Apache CarbonData 1.4.0 正式发布，多项新功能及性能提升

本文原文：https://cwiki.apache.org/confluence/pages/viewpage.action?pageId=85475081。
Carbondata 1.4.0 下载 Carbondata 官方文档 Carbondata 源码

Apache CarbonData社区很高兴发布1.4.0版本，在社区开发者和用户的共同努力下，1.4.0解决了超过230个JIRA Tickets（新特性和bug修复），欢迎大家试用。

简介

CarbonData是一个高性能的数据解决方案，目标是实现一份数据支持多种分析场景，包括BI分析，即席SQL查询，明细数据分析，流式分析等。CarbonData已经部署在许多企业生产环境中，例如一个规模较大的场景，支持单个表5PB数据(超过10万亿条记录)上明细数据分析，响应时间小于3秒! 下面是1.4.0支持的新特性介绍。

Carbon Core

数据加载性能提升

通过增强入库过程中的IO读写(包括排序临时文件改进，分区排序，免拷贝等)，数据加载性能得到了显着提高。在其中一个生产环境中，与上一版本相比，我们观察到多达300%的改进。

数据Compaction性能提升

通过在Compaction过程中采用数据预取和矢量化读取的改进，CarbonData表上的Compaction执行性能与上一版本相比提高了500%。得益于这个提升，在其中一个生产环境中，可以实现每5分钟的数据加载(数据量为几百GB)的同时达到秒级查询响应，通过设置自动Compaction，系统每隔30分钟和60分钟进行一次Compaction。可以将 carbon.compaction.level.threshold 设置为 "6,2"，减少了Segments的数量，使CarbonData的索引更有效。

DataMap管理

1.4.0中的CREATE DATAMAP语句中引入了新的语法'DEFERRED REBUILD'，这使得用户可以选择DataMap管理机制是自动或手动。在创建DataMap时，如果用户指定了'DEFERRED REBUILD'，系统会默认设置DataMap的状态为不可用，当用户执行REBUILD DATAMAP命令后，系统会触发DataMap的加载，并在查询时使用该DataMap。这使用户可以控制何时加载DataMap，有利于用户控制对资源的使用。相对地，用户也可以不指定'DEFERRED REBUILD', 每当有新的数据加载发生时系统会自动触发所有相关DataMap的加载（与老版本一样）。详细操作请参阅DataMap管理。

外部表

现在您可以通过CREATE TABLE ... LOCATION ...来指定Carbon数据文件的存储位置，这个特性的行为和用户与Hive External Table相同。

支持云存储

您可以使用云存储来建立Carbon外部表，例如将Carbon表存储在AWS S3，华为云OBS等云存储中。

支持在独立应用程序中使用SDK

1.4.0提供了Java SDK，通过使用该SDK，应用程序可以不依赖Hadoop和Spark来创建表格、写入和读取CarbonData文件。例如，用户可以写一个独立的Java程序将现有数据转换为CarbonData文件。，目前，SDK支持把以下格式转换为CarbonData文件，支持写入到本地磁盘或云存储。

CSV数据，Schema由用户指定。
JSON数据，Schema通过Avro对象表达。

针对OLAP场景的增强

支持在Streaming Table里使用预汇聚 (PreAggregate DataMap)

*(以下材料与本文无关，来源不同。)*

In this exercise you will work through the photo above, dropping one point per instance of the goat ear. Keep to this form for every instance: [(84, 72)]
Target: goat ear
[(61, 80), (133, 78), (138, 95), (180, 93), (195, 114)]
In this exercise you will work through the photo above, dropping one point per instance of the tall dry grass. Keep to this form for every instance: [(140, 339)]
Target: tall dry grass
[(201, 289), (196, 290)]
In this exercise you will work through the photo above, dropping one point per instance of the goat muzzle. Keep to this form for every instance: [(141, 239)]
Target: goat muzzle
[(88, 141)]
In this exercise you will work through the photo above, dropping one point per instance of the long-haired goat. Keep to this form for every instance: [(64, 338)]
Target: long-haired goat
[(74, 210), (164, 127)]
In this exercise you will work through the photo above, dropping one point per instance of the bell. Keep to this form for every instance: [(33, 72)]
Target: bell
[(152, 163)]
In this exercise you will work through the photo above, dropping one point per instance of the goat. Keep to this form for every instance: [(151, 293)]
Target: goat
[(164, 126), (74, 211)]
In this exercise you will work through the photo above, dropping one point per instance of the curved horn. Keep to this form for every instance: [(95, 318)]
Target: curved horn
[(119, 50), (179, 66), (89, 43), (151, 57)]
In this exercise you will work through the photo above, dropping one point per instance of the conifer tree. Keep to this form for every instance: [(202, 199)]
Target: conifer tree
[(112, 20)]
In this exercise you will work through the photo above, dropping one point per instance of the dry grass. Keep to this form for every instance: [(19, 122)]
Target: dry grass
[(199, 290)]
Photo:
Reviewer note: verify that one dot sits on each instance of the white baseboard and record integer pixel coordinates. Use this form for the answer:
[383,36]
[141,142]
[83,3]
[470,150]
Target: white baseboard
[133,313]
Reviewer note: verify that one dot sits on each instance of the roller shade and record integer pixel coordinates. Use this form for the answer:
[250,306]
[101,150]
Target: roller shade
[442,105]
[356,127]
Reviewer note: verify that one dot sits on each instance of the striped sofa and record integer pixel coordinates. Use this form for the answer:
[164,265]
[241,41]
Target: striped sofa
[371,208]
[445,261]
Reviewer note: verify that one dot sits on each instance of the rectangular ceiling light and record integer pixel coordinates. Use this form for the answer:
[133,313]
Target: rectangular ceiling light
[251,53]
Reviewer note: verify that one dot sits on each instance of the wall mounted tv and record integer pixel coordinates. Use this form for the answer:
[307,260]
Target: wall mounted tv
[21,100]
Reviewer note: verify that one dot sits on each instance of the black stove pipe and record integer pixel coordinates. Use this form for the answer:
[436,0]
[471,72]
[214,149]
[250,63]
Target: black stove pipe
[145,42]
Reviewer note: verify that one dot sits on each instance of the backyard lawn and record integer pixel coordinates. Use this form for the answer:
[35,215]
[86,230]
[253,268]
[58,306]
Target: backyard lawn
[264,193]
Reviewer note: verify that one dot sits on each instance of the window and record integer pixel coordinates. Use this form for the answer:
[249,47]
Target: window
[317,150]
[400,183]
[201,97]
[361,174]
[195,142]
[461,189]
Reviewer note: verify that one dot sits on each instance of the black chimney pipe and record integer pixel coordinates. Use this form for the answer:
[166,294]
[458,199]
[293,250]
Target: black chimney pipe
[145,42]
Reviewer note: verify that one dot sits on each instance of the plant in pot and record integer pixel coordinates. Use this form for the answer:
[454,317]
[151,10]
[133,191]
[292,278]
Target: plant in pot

在上个版本中，一个表格不能同时进行流式入库和创建预汇聚表，在1.4.0中去除了这个限制。现在您可以在流式表上创建预聚合表，既缩短了数据从产生到可分析的时间，也可以利用预汇总表来提高查询性能。此特性的实现机制是把一个查询分为两个部分，一部分查询流数据，另一部分查询预聚合数据，最终系统自动合并查询结果。由于预聚合数据比原始数据少得多，所以使查询更快。

预聚合表支持分区

针对分区表，用户创建预汇聚表（preaggregate DataMap）后，预汇聚表会具备相同的分区属性（相同的分区列）。由于此时主表和预汇聚表的分区是Aligned的，因此当您在主表上执行数据管理操作(如创建/删除/覆盖写分区)时，同样的操作将在聚合表上自动完成，使两者保持同步。例如，用户可以创建一个天分区表，每天导入数据到新分区，这样系统也会自动完成对应预汇聚表的新分区导入。

支持物化视图(Alpha功能, MV DataMap)

与1.3.0版中引入的预汇聚表（PreAggregate DataMap）相比，1.4.0中引入了功能更强大的物化视图（MV DataMap），它可以涵盖更多的 OLAP分析场景。用户通过类似的DataMap语句(CTAS)创建，删除，显示物化视图，在查询时系统会根据查询条件和执行成本找到合适的物化视图，将查询语句重写为针对物化视图的查询，提升查询性能。

CarbonData物化视图作为一个长期演进特性，目前支持SPJGH的形式(select-predicate-join-groupby-having)，用户可以创建单表或多表的汇聚表，也可以针对单表只做过滤，不做汇聚。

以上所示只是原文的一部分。